A new study introduces an artificial intelligence (AI)-driven remote sensing framework designed to map the potential for forage cultivation across northern China's drylands, with a particular focus on the middle reaches of the Yellow River. The study, recently published in Water Research, identifies optimal forage-growing belts at the kilometer scale, delivering data and decision-ready tools to underpin ecological protection, sustainable agricultural practices, and national feed and food security.

Led by Prof. WANG Shudong from the Aerospace Information Research Institute (AIR) of the Chinese Academy of Sciences, the study was a collaborative effort involving the Collaborative Innovation Center on Forecast and Evaluation of Meteorological Disasters and the Department of Earth and Environmental Science at the University of Pennsylvania.

Northern China's drylands grapple with two critical challenges: scarce water resources and the need to secure stable supplies of both feed and food. To address these concerns, the team developed a cross-scale, multi-source fusion framework that integrates satellite observations, ecohydrological model outputs, and on-site field measurements, reducing the reliance on dense in-situ sampling.

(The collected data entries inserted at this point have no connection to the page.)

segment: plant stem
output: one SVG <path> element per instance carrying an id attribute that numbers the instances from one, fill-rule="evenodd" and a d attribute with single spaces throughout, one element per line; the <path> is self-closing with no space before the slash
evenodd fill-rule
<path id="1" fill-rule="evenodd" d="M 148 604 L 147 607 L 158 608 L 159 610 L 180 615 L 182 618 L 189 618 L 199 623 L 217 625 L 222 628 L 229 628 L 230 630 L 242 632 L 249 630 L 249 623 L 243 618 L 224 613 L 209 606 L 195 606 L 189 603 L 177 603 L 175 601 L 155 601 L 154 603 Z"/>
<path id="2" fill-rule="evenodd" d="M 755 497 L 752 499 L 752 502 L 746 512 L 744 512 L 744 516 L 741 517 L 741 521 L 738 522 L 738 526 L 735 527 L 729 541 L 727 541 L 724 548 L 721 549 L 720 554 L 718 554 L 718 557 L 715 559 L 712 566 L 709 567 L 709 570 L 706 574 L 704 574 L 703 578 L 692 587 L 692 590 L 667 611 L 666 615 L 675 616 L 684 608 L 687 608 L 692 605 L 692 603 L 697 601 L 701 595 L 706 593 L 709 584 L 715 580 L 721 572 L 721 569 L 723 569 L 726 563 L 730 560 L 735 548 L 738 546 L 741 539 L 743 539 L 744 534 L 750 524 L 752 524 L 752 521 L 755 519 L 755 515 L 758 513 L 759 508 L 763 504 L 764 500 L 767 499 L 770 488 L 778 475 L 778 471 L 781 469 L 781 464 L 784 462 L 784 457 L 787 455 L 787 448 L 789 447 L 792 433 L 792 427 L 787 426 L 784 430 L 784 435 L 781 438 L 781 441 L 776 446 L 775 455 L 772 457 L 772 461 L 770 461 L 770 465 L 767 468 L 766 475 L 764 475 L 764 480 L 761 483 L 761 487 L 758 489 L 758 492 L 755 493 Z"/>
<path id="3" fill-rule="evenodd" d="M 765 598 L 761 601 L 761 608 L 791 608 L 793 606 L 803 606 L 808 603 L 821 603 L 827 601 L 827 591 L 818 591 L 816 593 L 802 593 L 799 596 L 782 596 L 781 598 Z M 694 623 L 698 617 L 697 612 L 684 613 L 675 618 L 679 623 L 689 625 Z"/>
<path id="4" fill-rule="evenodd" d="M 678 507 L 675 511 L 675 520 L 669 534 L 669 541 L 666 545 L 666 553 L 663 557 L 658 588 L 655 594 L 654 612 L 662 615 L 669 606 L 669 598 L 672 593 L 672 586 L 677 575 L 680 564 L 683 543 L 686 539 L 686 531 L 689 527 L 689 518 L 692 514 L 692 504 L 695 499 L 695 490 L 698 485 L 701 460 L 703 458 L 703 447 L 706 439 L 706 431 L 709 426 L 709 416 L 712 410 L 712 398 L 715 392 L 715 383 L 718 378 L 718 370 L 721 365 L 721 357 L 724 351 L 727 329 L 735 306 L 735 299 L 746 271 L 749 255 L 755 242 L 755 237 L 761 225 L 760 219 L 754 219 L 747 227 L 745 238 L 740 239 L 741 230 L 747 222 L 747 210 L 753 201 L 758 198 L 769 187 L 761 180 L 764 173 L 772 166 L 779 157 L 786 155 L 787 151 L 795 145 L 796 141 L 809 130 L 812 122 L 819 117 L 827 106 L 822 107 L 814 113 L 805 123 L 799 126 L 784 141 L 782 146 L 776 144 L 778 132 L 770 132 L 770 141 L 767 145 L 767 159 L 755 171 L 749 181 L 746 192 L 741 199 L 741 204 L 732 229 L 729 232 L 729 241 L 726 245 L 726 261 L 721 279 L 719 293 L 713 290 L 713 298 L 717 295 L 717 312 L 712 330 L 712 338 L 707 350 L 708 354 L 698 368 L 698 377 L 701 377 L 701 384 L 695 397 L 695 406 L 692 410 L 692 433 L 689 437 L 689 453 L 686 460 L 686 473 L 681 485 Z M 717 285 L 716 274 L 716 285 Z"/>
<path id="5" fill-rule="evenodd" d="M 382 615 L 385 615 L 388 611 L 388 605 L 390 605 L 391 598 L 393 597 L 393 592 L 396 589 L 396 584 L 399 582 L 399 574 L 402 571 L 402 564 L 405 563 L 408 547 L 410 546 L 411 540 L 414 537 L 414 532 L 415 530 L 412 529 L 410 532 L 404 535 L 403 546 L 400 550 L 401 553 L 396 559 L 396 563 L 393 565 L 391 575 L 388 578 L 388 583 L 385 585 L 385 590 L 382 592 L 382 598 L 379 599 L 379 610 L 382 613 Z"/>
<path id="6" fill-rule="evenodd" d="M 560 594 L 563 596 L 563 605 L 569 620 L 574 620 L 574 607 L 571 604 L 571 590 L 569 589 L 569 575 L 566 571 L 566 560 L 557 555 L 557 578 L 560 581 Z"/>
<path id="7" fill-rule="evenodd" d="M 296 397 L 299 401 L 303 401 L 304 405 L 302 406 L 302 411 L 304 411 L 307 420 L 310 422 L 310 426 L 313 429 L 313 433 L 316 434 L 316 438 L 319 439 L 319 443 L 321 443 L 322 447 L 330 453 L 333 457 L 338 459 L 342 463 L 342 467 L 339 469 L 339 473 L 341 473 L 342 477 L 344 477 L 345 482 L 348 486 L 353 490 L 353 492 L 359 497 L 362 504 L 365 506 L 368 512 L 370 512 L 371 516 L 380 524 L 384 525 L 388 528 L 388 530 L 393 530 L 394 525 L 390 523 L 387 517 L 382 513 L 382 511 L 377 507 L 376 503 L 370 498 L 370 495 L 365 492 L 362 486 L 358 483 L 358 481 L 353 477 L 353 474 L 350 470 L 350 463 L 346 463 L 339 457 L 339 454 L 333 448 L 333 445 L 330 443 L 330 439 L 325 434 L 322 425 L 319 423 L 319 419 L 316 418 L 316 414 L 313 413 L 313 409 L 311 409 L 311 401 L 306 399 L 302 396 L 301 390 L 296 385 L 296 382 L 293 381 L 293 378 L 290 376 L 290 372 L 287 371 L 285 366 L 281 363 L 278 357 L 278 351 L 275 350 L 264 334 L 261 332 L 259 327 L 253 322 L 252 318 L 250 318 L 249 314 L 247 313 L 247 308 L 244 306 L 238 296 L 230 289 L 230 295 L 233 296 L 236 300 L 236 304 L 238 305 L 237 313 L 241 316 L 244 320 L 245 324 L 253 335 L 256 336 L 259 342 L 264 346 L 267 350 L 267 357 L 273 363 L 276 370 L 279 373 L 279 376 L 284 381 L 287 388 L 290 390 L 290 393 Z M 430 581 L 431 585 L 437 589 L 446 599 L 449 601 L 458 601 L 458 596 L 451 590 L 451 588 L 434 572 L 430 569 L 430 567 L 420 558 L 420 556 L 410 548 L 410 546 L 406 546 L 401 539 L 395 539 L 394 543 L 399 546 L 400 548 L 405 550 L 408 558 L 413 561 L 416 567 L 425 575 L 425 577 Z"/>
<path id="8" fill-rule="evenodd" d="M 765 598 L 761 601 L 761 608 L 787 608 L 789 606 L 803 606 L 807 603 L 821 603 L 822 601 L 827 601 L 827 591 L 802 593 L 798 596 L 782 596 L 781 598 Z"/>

By leveraging multi-source satellite data and mechanistic models of water balance and crop growth, the researchers generated high-quality training samples. They then applied ensemble learning and transfer learning techniques to retrieve key production factors, including irrigation water usage, vegetation net primary productivity (NPP), and soil organic carbon (SOC). Notably, the retrieval accuracy for these factors exceeded 90%. Additionally, distribution alignment and quantile mapping methods reduced regional biases by 43%, enabling the identification of optimal forage belts with a positional accuracy of over 85%.

Unlike traditional single-metric assessments, the framework frames forage planting as a spatial optimization problem, which simultaneously balances water consumption, soil carbon sequestration benefits, and forage production capacity. By quantifying ecological gains, economic returns, and water costs on a unified scale, the tool pinpoints priority planting areas and optimal input-output ratios, facilitating the efficient allocation of labor, resources, and funding.

Characterized by its replicability and cost-effectiveness, the approach offers support for ecosystem restoration and high-quality agricultural development in regions with strict water constraints, the researchers noted.